Po dwóch latach badań i planowania, GreenForges twierdzi, że opracował genialny podziemny inkubator, który ma wejść w pilotaż przed końcem roku.

Rozciągając się od 15 do 30 metrów pod powierzchnią – gdzie nie ma dużej szansy na naturalną fotosyntezę – jednostki mieszkalne w kształcie fiolki będą uprawiać rośliny hydroponicznie (bez gleby) dzięki zastosowaniu regulowanych świateł LED, a także kontroli temperatury i wilgotności.

Trzymając tradycyjne rośliny domowe, takie jak zielone warzywa liściaste, zioła i jagody, GreenForges planuje umieścić ten specjalnie zaprojektowany sprzęt w otworach wywierconych w piwnicach nowych budynków. w oficjalne ilustracje, górna część każdego inkubatora zasadniczo wygląda jak wejście do zjeżdżalni tunelowej.

GreenForges pokazuje, w jaki sposób pionowe farmy w piwnicy będą mechanicznie wciągane na powierzchnię, aby klienci mogli łatwo zbierać zielone liściaste z ziemi.
Źródło: GreenForges

Ustawione w rzędach są niezwykle skuteczne w maksymalizacji przestrzeni, a inkubatory można wyciągnąć nad ziemię w celu codziennej konserwacji i zbierania plonów. To intrygujące rozwiązanie dla wielkich miejskich magazynów i zmniejszających się naturalnych przestrzeni.

Labrie twierdzi, że poza głównym celem, jakim jest oszczędzanie przestrzeni i regeneracja starych pól uprawnych, adaptacja rolnictwa również pod ziemią może przynieść szereg dodatkowych korzyści.


Korzyści z zejścia pod ziemię

W przypadku gospodarstw wertykalnych będących w obiegu, jedną z głównych przeszkód jest znaczne obciążenie energetyczne wymagane do utrzymania stałego środowiska uprawy w celu uzyskania przyzwoitych plonów.

„Jednym z ich największych obciążeń energetycznych jest ciągłe ogrzewanie, wentylacja i klimatyzacja, ponieważ zmienia się temperatura zewnętrzna – gorąca, zimna, mokra, sucha”. Labrie mówi.

Pomimo faktu, że gospodarstwa wertykalne są często chwalone jako zrównoważone, ich duże zapotrzebowanie na energię może sprawić, że będą one bardziej kosztowne i szkodliwe dla środowiska niż tradycyjne gospodarstwa.

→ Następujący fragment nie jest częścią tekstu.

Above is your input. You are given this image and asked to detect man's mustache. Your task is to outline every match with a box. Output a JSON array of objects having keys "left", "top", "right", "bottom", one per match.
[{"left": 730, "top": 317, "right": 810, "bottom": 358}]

To jest powód, dla którego te obiekty w większości trzymają się uprawy zielonych liściastych, ponieważ po prostu zbyt energochłonny zarabiać na rolnictwie cokolwiek innego.

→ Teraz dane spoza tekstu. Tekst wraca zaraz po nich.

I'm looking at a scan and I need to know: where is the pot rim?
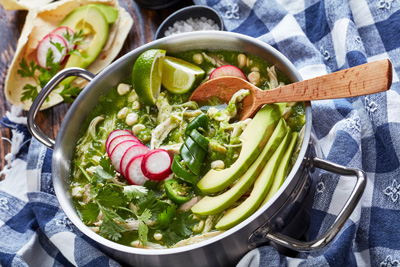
[52,31,312,256]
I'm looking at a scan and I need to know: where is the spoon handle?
[255,59,392,106]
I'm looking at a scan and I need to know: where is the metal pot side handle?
[28,68,95,149]
[265,158,367,252]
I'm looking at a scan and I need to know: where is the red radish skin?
[106,135,142,155]
[110,140,141,173]
[125,154,148,185]
[50,26,76,50]
[141,149,172,181]
[106,130,133,148]
[119,144,150,177]
[36,34,68,68]
[209,65,247,81]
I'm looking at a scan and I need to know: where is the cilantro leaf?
[21,83,39,101]
[100,208,126,241]
[17,58,38,78]
[17,31,87,103]
[149,200,170,220]
[81,202,100,223]
[138,209,151,246]
[100,220,125,241]
[100,157,115,176]
[157,205,176,229]
[137,191,157,213]
[138,221,149,246]
[96,186,124,208]
[122,185,147,200]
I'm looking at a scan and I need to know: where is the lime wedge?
[161,56,204,94]
[132,49,166,105]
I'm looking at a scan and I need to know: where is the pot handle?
[28,68,95,149]
[248,157,367,252]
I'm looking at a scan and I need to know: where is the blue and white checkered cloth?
[0,0,400,267]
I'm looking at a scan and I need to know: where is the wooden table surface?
[0,0,193,180]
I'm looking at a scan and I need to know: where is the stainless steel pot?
[28,31,366,266]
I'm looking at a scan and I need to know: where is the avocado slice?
[197,104,281,193]
[192,118,287,215]
[215,127,292,230]
[59,5,108,80]
[260,132,298,207]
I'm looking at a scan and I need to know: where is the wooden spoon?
[190,59,392,120]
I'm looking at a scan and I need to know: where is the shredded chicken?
[178,196,201,211]
[150,115,182,149]
[173,231,222,248]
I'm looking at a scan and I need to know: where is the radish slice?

Zejście do podziemia niemal natychmiast łagodzi ten problem. Niezależnie od różnych klimatów w różnych regionach, na głębokości około 10 metrów pod powierzchnią temperatura zwykle ustabilizuje się w dowolnym miejscu. Do osiągnięcia stabilnych warunków potrzeba niewiele, jeśli w ogóle, energii.

szklarnia2
Źródło: GreenForges

„W tym miejscu będzie miał miejsce święty Graal oszczędności energii” – mówi inżynier GreenForges, Jamil Madanat.

W szczególności start-up uważa, że ​​jego wynalazek będzie od 30% do 40% bardziej wydajny niż farmy wertykalne, a jednocześnie straci mniej wody na skutek parowania i uniknie wszelkich ubocznych szkód powodowanych przez pestycydy.

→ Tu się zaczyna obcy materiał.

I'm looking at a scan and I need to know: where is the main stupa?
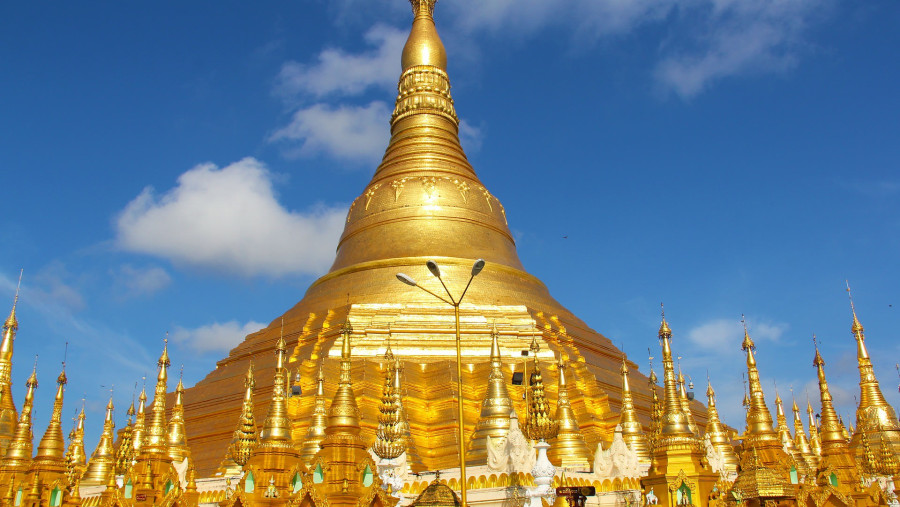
[184,0,706,477]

Przy drastycznym zmniejszeniu zapotrzebowania na energię GreenForges twierdzi, że jej inkubatory mogą całkowicie polegać na formach odnawialnej energii elektrycznej – takiej jak energia słoneczna lub wodna – do działania. Jednak jeszcze nie wiadomo, jak trudne może być radzenie sobie z wilgocią pod ziemią.

Wszystkie pytania bez odpowiedzi staną się jasne podczas prób w Montrealu. Biorąc pod uwagę, że po raz pierwszy słyszeliśmy o planie Green Forge w 2021 roku, wkrótce powinniśmy osiągnąć pewne postępy.